Monday, February 04, 2013

Love is a canoe



The bones of marriage have been picked over and sucked clean by a long succession of writers over the years. There may not much that is new to say on the topic but there are still fresh ways to approach it as US author Ben Schrank proves with his tender, wry third novel Love Is A Canoe (Text, $37).
This story twines together the lives of three strangers. Widower Peter Herman is the author of a corny, decades-old self-help book called Marriage Is A Canoe, which is centred on the homilies shared by his grandfather during a childhood summer spent fishing on a lake in upstate New York.
Emily Babson is an uptight New Yorker and lifelong fan of the book whose real-life marriage to charismatic bicycle-designer Eli is failing to live up to her expectations.
And Stella Petrovic is the ambitious young publishing executive who brings the pair together when she launches a competition to help breathe new life into the old title.
The narrative is dotted with sample chapters from Peter’s deliciously clichéd book. Among the gems: “Your marriage is sacred.

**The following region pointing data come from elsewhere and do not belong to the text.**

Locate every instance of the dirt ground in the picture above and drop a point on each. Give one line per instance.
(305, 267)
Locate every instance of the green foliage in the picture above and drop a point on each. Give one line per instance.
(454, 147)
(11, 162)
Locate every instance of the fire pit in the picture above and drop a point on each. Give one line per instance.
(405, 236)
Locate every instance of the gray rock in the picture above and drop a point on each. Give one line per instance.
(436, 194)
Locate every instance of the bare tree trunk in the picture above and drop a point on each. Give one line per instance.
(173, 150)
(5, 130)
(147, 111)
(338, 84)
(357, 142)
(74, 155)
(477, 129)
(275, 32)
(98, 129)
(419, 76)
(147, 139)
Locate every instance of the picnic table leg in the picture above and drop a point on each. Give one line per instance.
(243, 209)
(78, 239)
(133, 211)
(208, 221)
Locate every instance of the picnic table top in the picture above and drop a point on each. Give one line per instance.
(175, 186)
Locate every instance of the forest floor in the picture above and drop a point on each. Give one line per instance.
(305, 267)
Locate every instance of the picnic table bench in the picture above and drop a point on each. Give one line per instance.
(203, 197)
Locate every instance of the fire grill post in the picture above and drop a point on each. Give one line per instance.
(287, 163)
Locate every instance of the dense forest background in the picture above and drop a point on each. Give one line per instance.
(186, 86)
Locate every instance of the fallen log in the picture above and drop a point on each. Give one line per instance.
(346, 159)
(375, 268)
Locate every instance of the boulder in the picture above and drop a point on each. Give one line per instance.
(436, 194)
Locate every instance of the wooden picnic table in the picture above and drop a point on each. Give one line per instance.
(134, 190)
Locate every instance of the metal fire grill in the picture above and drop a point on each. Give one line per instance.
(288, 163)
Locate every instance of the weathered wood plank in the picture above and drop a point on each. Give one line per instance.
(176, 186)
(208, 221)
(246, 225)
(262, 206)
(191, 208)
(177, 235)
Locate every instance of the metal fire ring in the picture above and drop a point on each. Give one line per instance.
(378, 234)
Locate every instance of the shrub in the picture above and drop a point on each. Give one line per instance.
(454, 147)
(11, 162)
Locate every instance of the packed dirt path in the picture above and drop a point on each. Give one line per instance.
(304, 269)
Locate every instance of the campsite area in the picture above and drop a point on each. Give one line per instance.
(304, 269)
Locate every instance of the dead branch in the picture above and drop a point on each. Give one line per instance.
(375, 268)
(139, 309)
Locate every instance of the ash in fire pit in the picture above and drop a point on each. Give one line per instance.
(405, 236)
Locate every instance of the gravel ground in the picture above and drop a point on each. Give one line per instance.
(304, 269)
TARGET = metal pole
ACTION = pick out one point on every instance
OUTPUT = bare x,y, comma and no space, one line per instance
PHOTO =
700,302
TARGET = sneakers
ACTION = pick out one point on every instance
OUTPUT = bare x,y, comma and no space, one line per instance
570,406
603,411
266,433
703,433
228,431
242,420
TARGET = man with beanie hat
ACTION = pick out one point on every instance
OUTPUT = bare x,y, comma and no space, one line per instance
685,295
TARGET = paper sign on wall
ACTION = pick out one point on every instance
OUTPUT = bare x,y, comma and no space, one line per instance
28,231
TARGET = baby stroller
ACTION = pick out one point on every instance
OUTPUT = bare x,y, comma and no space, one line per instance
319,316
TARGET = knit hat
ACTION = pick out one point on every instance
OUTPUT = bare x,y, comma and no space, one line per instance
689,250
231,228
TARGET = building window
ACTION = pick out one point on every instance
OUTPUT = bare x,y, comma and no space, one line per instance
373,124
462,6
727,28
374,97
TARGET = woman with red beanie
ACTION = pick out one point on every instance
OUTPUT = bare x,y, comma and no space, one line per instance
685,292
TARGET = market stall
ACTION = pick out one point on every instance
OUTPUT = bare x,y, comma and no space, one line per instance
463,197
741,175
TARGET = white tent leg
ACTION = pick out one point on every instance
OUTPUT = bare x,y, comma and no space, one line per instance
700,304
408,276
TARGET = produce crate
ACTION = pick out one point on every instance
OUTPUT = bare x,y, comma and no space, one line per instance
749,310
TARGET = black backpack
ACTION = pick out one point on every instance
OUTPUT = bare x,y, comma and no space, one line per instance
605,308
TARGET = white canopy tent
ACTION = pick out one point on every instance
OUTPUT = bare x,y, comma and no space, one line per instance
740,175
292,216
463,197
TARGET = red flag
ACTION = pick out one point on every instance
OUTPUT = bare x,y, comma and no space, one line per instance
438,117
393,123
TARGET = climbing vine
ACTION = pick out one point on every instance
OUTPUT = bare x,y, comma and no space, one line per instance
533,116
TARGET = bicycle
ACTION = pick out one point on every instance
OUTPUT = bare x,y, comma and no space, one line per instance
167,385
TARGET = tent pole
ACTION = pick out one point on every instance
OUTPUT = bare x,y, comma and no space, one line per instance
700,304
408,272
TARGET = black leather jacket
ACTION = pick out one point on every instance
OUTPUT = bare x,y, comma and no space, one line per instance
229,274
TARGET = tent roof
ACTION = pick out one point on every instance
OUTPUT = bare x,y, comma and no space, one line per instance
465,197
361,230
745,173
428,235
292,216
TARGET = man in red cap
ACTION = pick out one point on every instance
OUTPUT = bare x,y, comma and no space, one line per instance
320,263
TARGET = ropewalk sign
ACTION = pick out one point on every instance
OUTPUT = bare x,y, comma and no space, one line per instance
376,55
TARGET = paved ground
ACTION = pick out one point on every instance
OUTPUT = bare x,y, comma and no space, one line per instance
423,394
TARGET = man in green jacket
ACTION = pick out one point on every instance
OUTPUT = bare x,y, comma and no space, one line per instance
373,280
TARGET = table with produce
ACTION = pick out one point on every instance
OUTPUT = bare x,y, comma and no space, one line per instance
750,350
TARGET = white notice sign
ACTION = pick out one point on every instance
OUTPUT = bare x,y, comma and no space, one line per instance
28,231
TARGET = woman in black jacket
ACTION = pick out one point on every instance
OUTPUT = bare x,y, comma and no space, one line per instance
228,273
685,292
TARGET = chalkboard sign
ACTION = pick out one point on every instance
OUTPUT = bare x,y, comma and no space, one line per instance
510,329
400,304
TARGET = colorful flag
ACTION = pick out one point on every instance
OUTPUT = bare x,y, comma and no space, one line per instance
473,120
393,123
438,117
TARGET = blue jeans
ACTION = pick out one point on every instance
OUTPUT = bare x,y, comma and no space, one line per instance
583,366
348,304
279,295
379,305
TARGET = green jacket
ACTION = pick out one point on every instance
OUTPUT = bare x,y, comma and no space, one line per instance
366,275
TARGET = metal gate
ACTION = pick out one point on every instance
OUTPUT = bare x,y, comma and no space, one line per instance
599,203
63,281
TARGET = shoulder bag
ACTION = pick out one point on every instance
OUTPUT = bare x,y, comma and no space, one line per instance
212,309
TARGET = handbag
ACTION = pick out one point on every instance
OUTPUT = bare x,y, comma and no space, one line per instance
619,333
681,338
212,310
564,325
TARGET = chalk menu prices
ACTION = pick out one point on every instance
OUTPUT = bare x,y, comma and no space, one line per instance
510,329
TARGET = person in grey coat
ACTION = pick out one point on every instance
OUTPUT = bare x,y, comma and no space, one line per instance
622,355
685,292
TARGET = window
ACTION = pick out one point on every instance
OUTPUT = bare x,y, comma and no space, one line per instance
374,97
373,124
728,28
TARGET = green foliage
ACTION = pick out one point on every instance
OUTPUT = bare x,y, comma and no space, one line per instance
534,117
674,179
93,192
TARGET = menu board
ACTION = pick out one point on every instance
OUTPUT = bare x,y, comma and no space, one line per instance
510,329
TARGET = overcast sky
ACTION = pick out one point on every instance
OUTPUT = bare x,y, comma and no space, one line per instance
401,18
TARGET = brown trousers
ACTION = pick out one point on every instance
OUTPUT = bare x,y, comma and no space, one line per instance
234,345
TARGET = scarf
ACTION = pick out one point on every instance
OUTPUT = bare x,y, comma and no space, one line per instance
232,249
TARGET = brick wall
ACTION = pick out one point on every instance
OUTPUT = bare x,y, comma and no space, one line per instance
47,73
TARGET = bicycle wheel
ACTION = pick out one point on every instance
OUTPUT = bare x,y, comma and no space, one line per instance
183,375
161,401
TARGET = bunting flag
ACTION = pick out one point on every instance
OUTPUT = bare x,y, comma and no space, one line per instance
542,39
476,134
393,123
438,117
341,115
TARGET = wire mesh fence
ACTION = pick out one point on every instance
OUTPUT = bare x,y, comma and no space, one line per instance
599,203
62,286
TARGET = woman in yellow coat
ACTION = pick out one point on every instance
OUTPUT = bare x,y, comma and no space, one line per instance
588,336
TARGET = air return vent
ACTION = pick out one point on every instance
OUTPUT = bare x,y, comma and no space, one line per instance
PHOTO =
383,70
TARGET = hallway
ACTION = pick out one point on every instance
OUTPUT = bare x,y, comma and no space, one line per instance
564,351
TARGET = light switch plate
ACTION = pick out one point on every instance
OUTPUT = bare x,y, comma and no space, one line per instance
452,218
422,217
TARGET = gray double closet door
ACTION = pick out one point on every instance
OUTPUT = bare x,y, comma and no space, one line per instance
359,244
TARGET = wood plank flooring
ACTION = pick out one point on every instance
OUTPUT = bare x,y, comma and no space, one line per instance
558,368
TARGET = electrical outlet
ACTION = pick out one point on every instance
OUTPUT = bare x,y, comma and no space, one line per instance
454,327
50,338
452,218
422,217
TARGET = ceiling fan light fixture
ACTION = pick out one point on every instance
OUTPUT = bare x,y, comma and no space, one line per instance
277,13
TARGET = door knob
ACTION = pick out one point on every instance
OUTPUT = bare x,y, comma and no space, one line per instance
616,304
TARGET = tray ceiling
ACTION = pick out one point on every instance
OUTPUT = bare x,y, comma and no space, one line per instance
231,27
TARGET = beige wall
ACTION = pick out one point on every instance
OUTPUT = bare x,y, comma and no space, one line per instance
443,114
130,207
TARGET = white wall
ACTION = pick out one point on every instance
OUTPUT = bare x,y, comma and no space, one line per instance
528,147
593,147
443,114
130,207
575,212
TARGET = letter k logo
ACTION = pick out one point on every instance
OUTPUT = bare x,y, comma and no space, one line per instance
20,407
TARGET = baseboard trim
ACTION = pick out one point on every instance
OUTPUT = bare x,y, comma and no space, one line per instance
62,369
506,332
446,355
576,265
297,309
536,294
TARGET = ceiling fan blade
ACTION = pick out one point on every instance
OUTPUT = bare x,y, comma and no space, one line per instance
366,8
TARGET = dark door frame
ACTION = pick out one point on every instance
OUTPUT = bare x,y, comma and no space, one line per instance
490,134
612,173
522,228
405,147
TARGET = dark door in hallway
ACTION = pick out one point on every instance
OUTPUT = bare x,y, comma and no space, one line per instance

When you are together, be with each other”.
Still it’s clear the man himself - with wandering hands and a weakness for the bottle – has failed to live up to his own platitudes and now, as he hesitates over a chance at late-life love, is no wiser than the next-person. How can he help Emily, so desperate to have Eli be something he is not, while also fulfilling his obligations to his publishing house and its head honcho Helena who is fearsomely charming or charmingly fearsome depending on whether she likes you or not.
Shrank’s characters are mostly recognisable as “types” – publishing types, creative Brooklyn types, controlling Type A personality types – possibly intentionally so because he has a lot of fun with them. But it’s the small touches that really bring this satire to life; in particular the way people talk to each other. For instance Peter’s girlfriend, Maddie never uses any kind of contraction in her speech and somehow this tells you all you need to know about each her.
There are some gorgeously turned phrases. Schrank describes the unnerving Helena as “smelling of drycleaning and too much foundation” and her assistant Lucy as “so young that her office clothes clashed with her face.”
By day he is a book publisher so you can take it that Schrank’s skewering of the industry is spot on although I suspect most of us will miss a good few of the in-jokes. He is also emotionally literate and Love Is A Canoe functions as a cautionary tale about relationships and expectations; with Schrank adroitly mocking his characters yet still making sure we care for them.
I might have preferred a messier ending than the reader-pleaser Schrank gives us but otherwise this clear-eyed, engaging novel is a winner.

Footnote:
Nicky Pellegrino,(right), an Auckland-based author of popular fiction, is also the Books Editor of the Herald on Sunday where the above review was first published on Sunday 3 February, 2013.
Her latest novel When In Rome is set in 1950's Italy and was published in September 2012.